И бегаю по джунглям,

Прутом гоняю львов!

Потому что я тебя люблю!

Сама знаешь, я тебя люблю!

Эге-гей как я тебя люблю!

Ну а если вдруг и не люблю —

МАМАЛЫГА БАКАЛЕЯ!

КУРИЦА И ПТИЦА!

МОНА ЛИЗА ВА-АПЩЕ МУЖИК!{145}


Десятью часами и четырнадцатью с половиной минутами ранее К. Дж. Кловис вышел из операционной по поводу удаления его левой руки, ставшей бесполезной и опасной в результате всеобщей остановки кровообращения и начавшейся гангрены. Опрометчивы были его врачи в отсечении конечности или нет, остается вопросом спорным. Как бы там ни было, они посовещались с его лекарями в Мичигане, среди них — выдающийся юный хирург, на чью долю выпадала неприятная задача, окончившаяся кантовкой тяжелой левой ноги Кловиса через всю операционную к мусорке из нержавеющей стали; куда эта конечность и была свалена, как гнилое мясо, коим, допустим, она и была. Как и с ампутированной ногой, рука, выброшенная, являла на себе пагубные зигзаги разрезов, словно работу выполняли фестонными ножницами.

У Болэна ушло несколько часов на то, чтобы отыскать Кловиса в пустой больничной палате, где он покоился в тот особенно прекрасный летний день. Болэн, хуже, чем никчемный, позволил слезам струиться себе по щекам, пока Кловис не заорал:

— Хватит! Мне, может, вообще конец! Просто хватит, и всё!

— Я б остался в Стриженом Хвосте, кабы знал, что вы болеете.

— Этого я и сам не знал. Что и говорить, хуетория.

— Врач сказал, что на этом всё. Сказал, что к этому придется привыкнуть, но потом больше ничего отсекать не будут.

— Не слушайте их, Болэн. Они меня и так всего обглодали. Не знаю, на чем они остановятся!

— Они уже остановились.

— Но неужто не видите! Со своим жестянобаночным оптимизмом они не чувствуют ответственности за точность! Им просто не хочется, чтобы у них в приемных устраивали сцены! У всех все будет хорошо! И пидары эти, вероятно, сами в такое верят, что хуже всего. Верят, что все будет хорошо, до того самого момента, когда пациент загнется, тогда они переключаются на знаменитое врачебное смирение в вопросах жизни и смерти. Когда ебучки эти заводят свою песню, как проповедники, о том, как сделали все, что было в человеческих силах, мне хочется надрать им жирные, мягкие, белые задницы.
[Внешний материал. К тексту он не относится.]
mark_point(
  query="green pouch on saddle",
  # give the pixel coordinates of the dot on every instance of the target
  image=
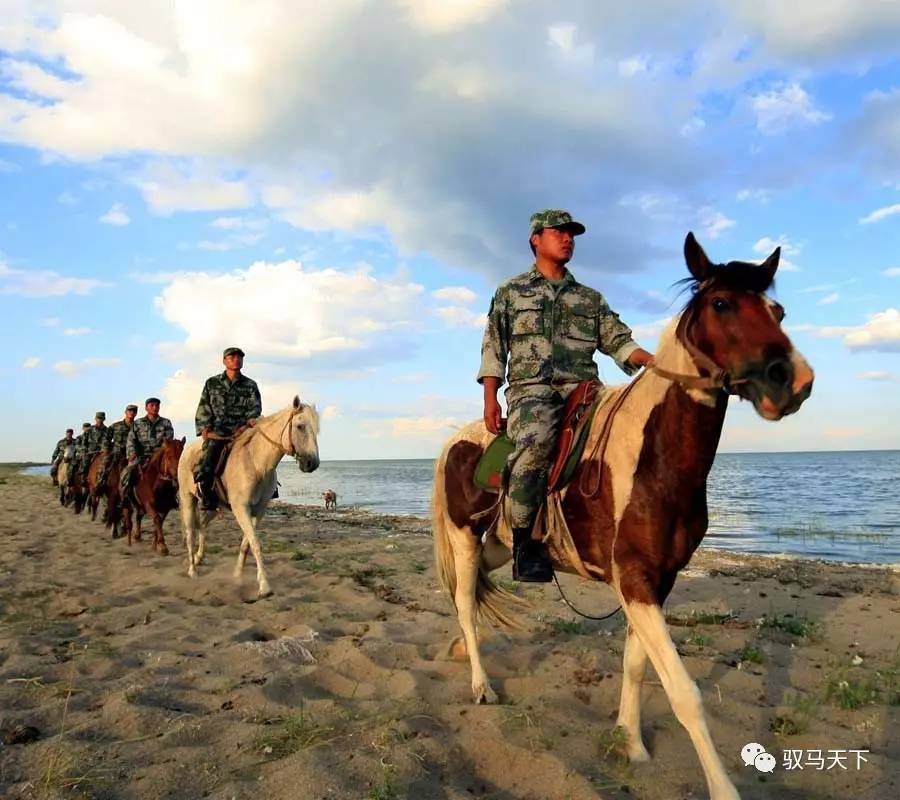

Я хочу заорать: «В жопу ваши человеческие силы! Вы меня демонтируете! У меня руки уже нет! Ноги у меня нет! Просто дайте мне, к черту, расписание, чтоб я знал, когда вы оттяпаете у меня все остальное!» Вот вопрос, какой ставит в тупик, Болэн: где в данную минуту моя рука?

Немного погодя Болэн признал: ему неведомо, что тут сказать.

— Почти что худшее тут, — сказал Кловис, — в том, что у меня только что возник контракт на Нетопыриум.

Болэн вспомнил волнолом дома.

— Я сделаю. Сам построю… нетопыриум.

— Вы не умеете, — сказал Кловис, лицо его, как ни трудно в это поверить, осветилось честолюбием и алчностью.